Understanding XM Cloud for Experienced Sitecore Developers

July 18, 2022 | Sitecore, XM Cloud

XM Cloud is finally here. I bet you are wondering what it is and how it compares to the previous Sitecore CMS products (XM/XP PaaS or on-premises) you've been working with for years. Let's unpack what XM Cloud is so an experienced Sitecore developer can understand how their development methodology may change.

XM Cloud is based on XM

As the name suggests, XM Cloud is based on the traditional XM product you may know. XM is a simpler version of XP with a focus on content management and limited personalization features. While XP represents the full platform that includes content management, personalization, content testing, etc, XM focuses on content management and page layouts for the most part.

XM Cloud is the new breed of CMS from Sitecore based on XM, not XP. "Why not base it on XP?" you may ask. Sitecore has been on a journey to a Composable DXP for a few years now. The philosophy of the composable model is that each capability area is decoupled from others and independent. While XP represented a larger feature-baked platform, XM is the content management capability only. So it’s a natural choice for the new content capability of the Composable DXP to start here.

XM Cloud is headless

The largest impact for developers with XM Cloud is the adoption of a purely headless CMS. That mean no more Sitecore MVC (technically you can build a .NET MVC site with it, but it needs to use headless APIs, not Sitecore DLLs for context). The headless model decouples the CMS application from the experience you intend to build with it, whether it’s a content marketing website, a web portal, mobile app, etc.

This means:

  • No more Sitecore MVC
  • Developing a website will require you to implement headless services (JavaScript SDK or .NET Core SDK) or via direct API calls to Layout Service, Experience Edge etc.
  • Sitecore will no longer host your website, just your CMS
  • No more Content Search API and directly using the Solr index

XM Cloud is SaaS

Sitecore's CMS is now SaaS! Because your website implementation is now headless and not hosted on the same application as the CMS (it's not possible), Sitecore has made XM Cloud a SaaS product. You are responsible for your own web server to host your website -- in Sitecore terms its called a Rendering Host. Sitecore is responsible for spinning up a "limited" CM instance in their SaaS infrastructure.

How do you make that happen...?

XM Cloud provides new developer tooling

Sitecore now provides a cloud portal and a CLI to provision and manage XM Cloud instances

Additionally, since we're now in the world of SaaS, many other things need to be provided as services that Sitecore now owns:

  • Identity management via Sitecore Unified Identity
  • Deployment tooling for the CMS instance

Wait, what?
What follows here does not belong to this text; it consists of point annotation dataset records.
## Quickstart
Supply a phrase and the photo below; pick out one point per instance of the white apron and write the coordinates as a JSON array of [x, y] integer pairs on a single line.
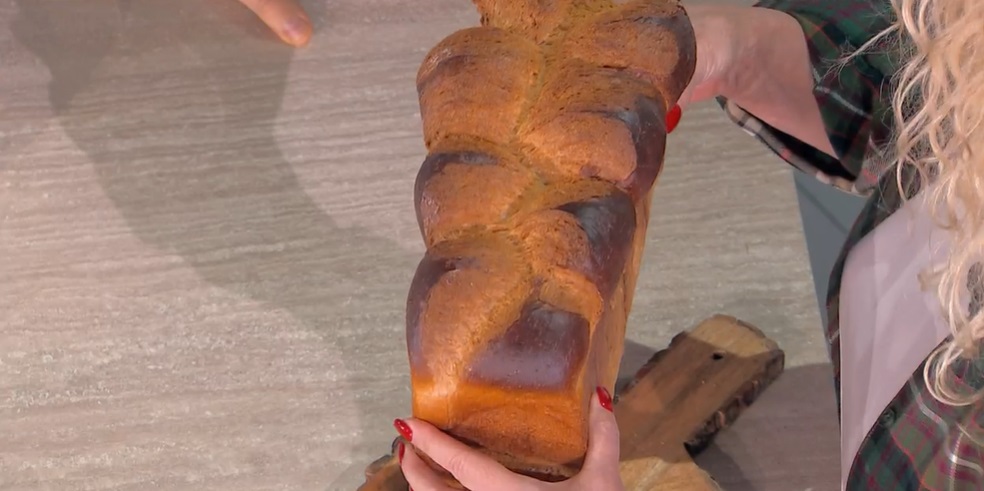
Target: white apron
[[888, 324]]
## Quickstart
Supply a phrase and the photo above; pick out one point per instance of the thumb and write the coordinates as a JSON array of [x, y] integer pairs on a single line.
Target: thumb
[[603, 437]]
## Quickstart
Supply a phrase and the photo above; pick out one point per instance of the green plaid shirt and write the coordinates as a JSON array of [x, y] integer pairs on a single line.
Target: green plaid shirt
[[917, 443]]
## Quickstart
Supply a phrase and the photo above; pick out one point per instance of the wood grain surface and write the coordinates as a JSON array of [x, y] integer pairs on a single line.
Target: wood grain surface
[[206, 240]]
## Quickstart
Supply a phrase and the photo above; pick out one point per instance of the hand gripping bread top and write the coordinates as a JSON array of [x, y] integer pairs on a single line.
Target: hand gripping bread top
[[545, 132]]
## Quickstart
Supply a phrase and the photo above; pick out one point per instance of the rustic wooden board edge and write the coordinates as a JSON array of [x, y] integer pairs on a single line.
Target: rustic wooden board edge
[[384, 474]]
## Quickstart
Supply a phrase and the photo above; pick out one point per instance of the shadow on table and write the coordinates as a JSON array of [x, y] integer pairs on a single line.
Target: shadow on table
[[187, 152]]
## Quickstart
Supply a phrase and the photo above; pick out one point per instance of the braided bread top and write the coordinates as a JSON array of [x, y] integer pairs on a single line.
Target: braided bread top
[[545, 135]]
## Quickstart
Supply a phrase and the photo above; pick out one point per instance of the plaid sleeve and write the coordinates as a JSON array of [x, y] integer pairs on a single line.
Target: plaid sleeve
[[853, 97]]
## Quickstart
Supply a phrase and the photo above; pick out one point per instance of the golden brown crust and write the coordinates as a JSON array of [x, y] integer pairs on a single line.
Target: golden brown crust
[[545, 134]]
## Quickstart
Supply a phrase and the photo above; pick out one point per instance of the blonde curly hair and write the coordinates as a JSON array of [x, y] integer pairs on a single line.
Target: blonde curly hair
[[938, 106]]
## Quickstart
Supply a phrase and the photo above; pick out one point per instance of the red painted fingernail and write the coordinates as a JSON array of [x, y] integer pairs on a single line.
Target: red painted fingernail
[[673, 118], [297, 30], [404, 429], [604, 398]]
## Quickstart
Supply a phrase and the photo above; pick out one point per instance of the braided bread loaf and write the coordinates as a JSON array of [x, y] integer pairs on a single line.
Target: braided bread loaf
[[545, 131]]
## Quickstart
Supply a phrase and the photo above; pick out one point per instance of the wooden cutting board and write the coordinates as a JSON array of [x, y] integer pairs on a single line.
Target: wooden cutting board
[[680, 399]]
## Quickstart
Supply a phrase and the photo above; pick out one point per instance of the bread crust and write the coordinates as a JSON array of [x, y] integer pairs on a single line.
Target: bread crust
[[545, 132]]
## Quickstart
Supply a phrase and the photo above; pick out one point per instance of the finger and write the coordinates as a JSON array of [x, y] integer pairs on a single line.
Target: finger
[[284, 17], [470, 467], [603, 438], [419, 475]]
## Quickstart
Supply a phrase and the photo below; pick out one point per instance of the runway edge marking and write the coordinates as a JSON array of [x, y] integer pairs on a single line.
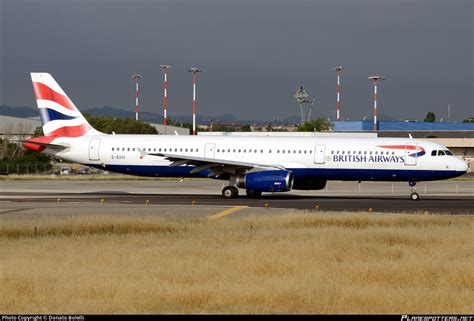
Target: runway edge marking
[[225, 212]]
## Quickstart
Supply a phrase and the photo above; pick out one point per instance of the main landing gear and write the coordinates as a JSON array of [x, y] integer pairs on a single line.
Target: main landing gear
[[230, 192], [414, 195]]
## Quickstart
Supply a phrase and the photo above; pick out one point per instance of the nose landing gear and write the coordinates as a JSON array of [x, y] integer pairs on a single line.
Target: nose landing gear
[[414, 195]]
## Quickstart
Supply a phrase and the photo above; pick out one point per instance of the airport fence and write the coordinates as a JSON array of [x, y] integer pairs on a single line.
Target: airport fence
[[47, 169]]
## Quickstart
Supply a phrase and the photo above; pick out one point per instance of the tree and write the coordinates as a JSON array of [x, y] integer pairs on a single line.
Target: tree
[[318, 125], [430, 117]]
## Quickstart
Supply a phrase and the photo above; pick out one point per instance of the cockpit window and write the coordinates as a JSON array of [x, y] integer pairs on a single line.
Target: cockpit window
[[448, 152], [441, 152]]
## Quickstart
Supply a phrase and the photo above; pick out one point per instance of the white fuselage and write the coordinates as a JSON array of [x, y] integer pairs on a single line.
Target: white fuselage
[[392, 159]]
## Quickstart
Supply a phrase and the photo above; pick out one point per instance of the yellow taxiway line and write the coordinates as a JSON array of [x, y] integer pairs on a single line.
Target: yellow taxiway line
[[225, 212]]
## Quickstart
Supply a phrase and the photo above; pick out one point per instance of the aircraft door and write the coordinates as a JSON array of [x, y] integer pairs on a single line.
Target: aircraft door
[[411, 149], [209, 150], [94, 149], [319, 152]]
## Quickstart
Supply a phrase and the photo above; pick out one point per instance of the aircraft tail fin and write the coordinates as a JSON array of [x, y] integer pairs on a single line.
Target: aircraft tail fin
[[59, 116]]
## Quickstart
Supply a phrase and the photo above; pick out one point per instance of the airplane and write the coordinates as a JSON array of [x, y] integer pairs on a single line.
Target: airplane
[[256, 164]]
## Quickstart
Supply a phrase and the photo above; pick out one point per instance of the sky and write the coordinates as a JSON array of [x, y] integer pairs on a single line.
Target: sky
[[253, 55]]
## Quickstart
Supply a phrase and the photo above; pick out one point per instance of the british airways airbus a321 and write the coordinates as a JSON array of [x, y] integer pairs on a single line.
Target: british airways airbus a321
[[256, 164]]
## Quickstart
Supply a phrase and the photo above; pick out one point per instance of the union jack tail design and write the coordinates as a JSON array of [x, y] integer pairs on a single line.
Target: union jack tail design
[[59, 115]]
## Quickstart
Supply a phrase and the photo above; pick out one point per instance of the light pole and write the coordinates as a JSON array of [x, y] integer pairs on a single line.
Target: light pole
[[194, 71], [136, 77], [165, 91], [338, 101], [375, 80]]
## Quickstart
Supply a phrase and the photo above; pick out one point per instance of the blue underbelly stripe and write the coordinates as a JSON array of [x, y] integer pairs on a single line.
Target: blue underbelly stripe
[[299, 173]]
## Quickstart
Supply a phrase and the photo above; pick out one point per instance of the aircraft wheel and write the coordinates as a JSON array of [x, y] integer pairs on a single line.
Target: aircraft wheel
[[253, 193], [230, 192], [414, 196]]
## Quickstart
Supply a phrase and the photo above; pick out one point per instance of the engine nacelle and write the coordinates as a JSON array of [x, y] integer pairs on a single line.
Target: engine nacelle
[[309, 184], [267, 181]]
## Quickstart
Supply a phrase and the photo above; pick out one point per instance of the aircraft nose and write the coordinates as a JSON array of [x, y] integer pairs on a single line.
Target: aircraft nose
[[461, 166]]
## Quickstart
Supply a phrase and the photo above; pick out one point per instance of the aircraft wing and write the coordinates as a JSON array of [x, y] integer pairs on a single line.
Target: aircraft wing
[[217, 166]]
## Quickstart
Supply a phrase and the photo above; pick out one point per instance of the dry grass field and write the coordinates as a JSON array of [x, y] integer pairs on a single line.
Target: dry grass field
[[294, 263]]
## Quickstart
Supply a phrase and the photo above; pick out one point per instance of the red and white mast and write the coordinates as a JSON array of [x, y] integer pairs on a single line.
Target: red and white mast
[[375, 80], [338, 101], [136, 77], [165, 91], [194, 71]]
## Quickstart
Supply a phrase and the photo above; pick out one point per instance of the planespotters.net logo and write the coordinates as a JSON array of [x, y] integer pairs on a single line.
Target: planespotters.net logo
[[42, 318], [438, 318]]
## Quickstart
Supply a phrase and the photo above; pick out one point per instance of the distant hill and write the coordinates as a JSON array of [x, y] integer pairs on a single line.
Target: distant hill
[[25, 112]]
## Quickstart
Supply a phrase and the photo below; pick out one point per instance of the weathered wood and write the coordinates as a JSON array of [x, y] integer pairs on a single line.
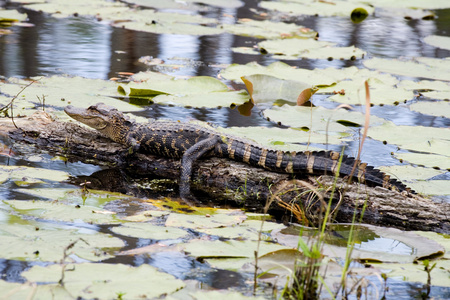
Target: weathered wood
[[222, 179]]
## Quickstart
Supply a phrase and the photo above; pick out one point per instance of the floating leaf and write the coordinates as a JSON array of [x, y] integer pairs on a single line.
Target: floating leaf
[[283, 139], [219, 219], [320, 8], [417, 138], [149, 231], [107, 281], [438, 41], [62, 212], [439, 109], [425, 159], [219, 249], [317, 118], [30, 175], [268, 29], [265, 88], [309, 48], [407, 172], [43, 242], [431, 187], [371, 243], [434, 68], [279, 70], [358, 15]]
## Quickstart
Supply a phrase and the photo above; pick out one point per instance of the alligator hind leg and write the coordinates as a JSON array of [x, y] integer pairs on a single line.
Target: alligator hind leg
[[189, 157]]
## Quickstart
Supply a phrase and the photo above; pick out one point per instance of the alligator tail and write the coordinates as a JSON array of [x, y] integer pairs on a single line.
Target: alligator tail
[[308, 162]]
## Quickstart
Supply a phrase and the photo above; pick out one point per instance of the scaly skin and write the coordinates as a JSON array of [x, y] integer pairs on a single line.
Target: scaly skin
[[191, 141]]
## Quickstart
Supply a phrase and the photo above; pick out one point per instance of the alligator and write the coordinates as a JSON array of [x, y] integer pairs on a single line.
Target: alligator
[[191, 141]]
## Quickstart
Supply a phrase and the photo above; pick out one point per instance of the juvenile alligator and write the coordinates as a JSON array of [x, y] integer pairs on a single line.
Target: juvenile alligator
[[191, 141]]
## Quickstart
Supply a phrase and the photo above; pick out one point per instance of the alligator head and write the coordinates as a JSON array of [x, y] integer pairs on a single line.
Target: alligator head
[[106, 119]]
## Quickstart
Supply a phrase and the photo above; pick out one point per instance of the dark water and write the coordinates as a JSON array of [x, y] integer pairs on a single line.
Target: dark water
[[93, 49]]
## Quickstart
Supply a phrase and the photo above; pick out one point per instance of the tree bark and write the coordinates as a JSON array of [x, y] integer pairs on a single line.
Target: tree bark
[[224, 180]]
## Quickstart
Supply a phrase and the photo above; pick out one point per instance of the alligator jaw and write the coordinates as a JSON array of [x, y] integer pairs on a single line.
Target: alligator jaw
[[90, 116]]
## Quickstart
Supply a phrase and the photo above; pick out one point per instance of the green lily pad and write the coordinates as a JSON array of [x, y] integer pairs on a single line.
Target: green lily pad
[[277, 69], [57, 211], [434, 68], [311, 7], [107, 281], [424, 85], [415, 4], [219, 249], [316, 118], [149, 231], [63, 9], [417, 138], [407, 172], [431, 187], [380, 94], [441, 95], [268, 29], [42, 242], [439, 109], [207, 295], [265, 88], [201, 91], [8, 16], [60, 91], [416, 273], [30, 175], [212, 100], [194, 85], [94, 198], [219, 219], [425, 159], [309, 48], [283, 139], [249, 229], [438, 41], [371, 243]]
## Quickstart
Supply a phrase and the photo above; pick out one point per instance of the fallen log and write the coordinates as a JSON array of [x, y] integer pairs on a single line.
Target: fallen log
[[224, 180]]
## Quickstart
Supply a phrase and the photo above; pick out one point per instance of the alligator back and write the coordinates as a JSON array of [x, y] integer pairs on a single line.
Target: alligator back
[[307, 162]]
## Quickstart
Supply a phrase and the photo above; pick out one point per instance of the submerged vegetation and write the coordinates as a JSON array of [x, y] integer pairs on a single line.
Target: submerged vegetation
[[61, 241]]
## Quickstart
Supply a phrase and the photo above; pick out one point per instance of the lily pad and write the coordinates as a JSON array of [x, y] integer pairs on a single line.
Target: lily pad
[[283, 139], [265, 88], [277, 69], [149, 231], [317, 118], [59, 91], [219, 219], [8, 16], [201, 91], [219, 249], [53, 210], [438, 41], [268, 29], [407, 172], [431, 187], [320, 8], [434, 68], [417, 138], [211, 100], [439, 109], [309, 48], [426, 159], [371, 243], [416, 273], [107, 281], [41, 242], [25, 174]]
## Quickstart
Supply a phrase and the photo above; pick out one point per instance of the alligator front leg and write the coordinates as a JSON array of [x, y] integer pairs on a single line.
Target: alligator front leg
[[189, 157]]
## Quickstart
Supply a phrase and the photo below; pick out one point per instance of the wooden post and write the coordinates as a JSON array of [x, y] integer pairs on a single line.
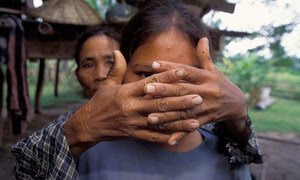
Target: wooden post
[[39, 87], [56, 78], [1, 104]]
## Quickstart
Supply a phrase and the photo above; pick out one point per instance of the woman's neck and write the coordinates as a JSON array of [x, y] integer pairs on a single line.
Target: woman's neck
[[190, 142]]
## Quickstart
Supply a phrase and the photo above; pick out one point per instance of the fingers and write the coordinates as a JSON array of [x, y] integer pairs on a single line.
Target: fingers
[[165, 90], [168, 104], [187, 125], [176, 137], [159, 118], [192, 74], [203, 55], [151, 136], [115, 76], [172, 76]]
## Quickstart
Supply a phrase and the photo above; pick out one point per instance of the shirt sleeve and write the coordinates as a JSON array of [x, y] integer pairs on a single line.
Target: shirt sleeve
[[45, 154], [238, 154]]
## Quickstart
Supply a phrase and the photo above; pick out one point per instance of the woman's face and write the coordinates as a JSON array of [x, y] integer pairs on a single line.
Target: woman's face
[[172, 46], [95, 61]]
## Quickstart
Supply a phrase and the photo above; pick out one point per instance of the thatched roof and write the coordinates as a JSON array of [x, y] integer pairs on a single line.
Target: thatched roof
[[76, 12]]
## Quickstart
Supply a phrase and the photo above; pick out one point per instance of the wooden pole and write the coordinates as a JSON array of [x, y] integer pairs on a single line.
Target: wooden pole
[[39, 87], [56, 78], [1, 89], [1, 104]]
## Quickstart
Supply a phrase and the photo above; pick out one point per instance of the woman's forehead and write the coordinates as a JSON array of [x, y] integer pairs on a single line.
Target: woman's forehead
[[172, 46]]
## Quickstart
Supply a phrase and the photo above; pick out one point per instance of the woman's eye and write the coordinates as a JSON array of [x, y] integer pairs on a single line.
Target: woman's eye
[[145, 74], [87, 65]]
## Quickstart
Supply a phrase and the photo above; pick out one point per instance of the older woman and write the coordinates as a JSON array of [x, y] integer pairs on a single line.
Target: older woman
[[148, 127]]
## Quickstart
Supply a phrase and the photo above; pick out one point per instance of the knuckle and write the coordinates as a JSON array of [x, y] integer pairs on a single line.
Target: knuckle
[[183, 89], [154, 138], [188, 113], [154, 79], [167, 116], [126, 108], [162, 105]]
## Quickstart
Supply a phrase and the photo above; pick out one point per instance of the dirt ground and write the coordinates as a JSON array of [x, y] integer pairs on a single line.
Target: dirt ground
[[281, 151]]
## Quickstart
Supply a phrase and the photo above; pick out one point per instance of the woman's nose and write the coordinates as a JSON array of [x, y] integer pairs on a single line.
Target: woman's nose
[[101, 73]]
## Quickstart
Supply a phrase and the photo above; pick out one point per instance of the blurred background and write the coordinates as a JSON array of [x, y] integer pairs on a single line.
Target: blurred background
[[257, 46]]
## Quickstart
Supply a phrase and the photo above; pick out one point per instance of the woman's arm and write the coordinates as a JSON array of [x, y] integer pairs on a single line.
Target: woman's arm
[[223, 102], [45, 154]]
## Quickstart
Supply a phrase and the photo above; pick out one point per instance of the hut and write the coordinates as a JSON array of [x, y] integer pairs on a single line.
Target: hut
[[50, 31]]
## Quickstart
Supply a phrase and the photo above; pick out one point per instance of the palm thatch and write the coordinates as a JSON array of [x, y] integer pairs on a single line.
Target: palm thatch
[[76, 12]]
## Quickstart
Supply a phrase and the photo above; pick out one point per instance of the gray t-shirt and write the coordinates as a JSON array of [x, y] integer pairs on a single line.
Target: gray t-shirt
[[139, 160]]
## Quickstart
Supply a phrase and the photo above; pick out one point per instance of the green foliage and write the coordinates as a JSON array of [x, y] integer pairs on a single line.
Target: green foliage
[[283, 116], [247, 72]]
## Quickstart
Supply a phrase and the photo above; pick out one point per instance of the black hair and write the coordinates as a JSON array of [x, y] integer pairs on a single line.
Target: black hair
[[158, 17], [95, 31]]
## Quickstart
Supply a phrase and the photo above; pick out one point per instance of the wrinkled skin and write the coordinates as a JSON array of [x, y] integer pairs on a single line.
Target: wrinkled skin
[[120, 111]]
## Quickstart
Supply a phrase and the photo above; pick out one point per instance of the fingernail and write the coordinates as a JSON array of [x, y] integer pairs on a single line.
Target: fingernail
[[153, 119], [156, 65], [180, 73], [172, 143], [150, 88], [194, 125], [197, 100]]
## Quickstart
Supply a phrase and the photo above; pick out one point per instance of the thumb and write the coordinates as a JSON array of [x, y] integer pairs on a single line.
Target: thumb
[[116, 73], [203, 55]]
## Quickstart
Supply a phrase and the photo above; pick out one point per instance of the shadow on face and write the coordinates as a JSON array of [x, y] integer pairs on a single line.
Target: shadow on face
[[172, 46], [95, 61]]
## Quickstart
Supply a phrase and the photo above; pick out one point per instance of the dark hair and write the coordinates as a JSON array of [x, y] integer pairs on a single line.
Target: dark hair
[[158, 17], [95, 31]]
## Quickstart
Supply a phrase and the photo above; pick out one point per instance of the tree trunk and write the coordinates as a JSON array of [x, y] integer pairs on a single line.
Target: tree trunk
[[1, 104], [39, 87], [56, 78]]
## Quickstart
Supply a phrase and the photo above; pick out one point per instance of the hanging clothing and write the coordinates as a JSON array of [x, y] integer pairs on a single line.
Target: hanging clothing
[[18, 102]]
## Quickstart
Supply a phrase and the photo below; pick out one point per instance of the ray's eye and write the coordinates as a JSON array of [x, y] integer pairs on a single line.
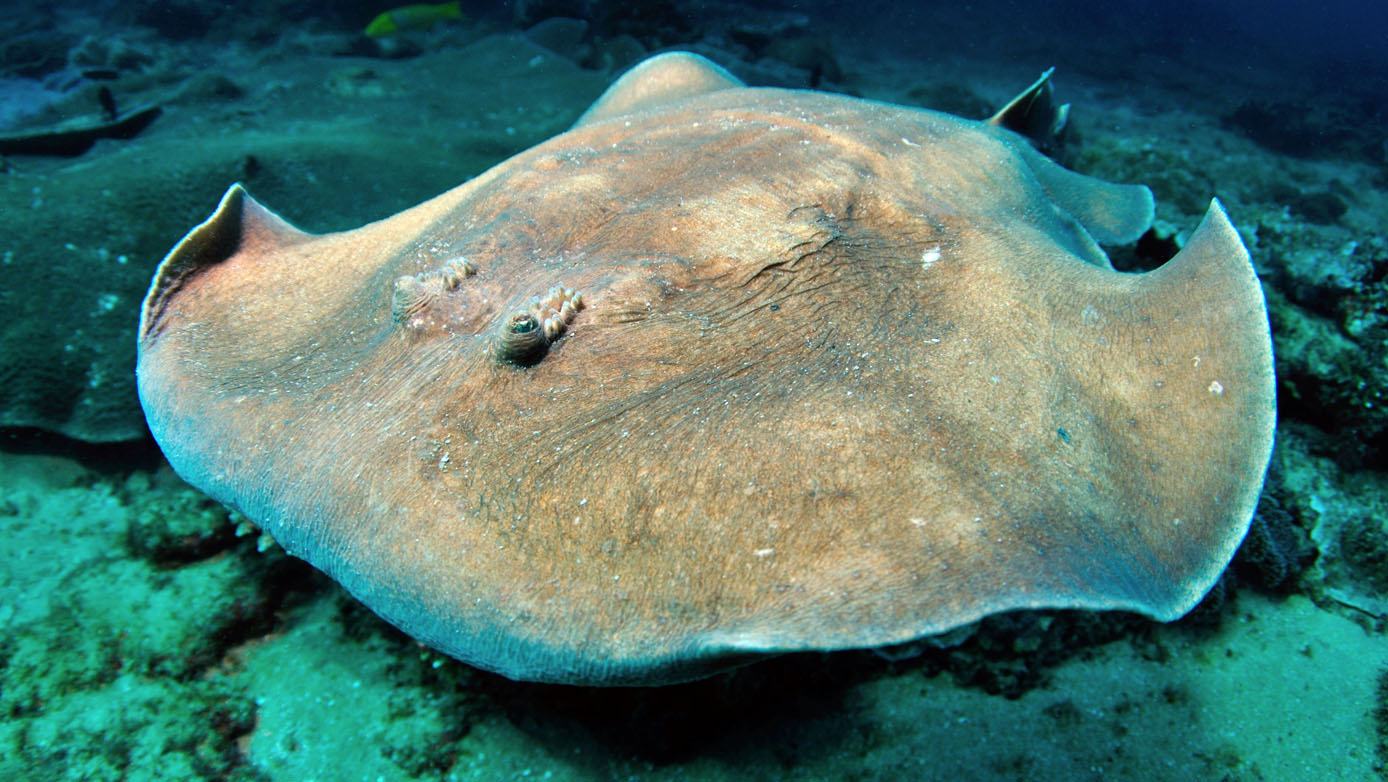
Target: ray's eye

Deployment tooling for the CMS instance? I thought this was headless?


XM Cloud allows CMS customizations too

While I did mention above that XM Cloud forces your end experience to be headless, Sitecore still allows you to deploy code such as a traditional .NET project to the XM Cloud CM instance they are hosting as SaaS.

This means you can (still) do the following:

  • Serialize developer content items via source control and deploy to CM
  • Deploy and execute content migration scripts
  • Deploy and respond to pipelines and events in the CMS
  • Customize the CMS with custom editors, command/buttons, etc.

XM Cloud offers a new authoring experience with Sitecore Pages

As a great new addition to the product, XM Cloud will also offer a new authoring experience in the form of a separate SaaS application called Sitecore Pages. This will allow a new experience with authoring content separate from the Content Editor or Experience Editor directly on the XM Cloud CM instance.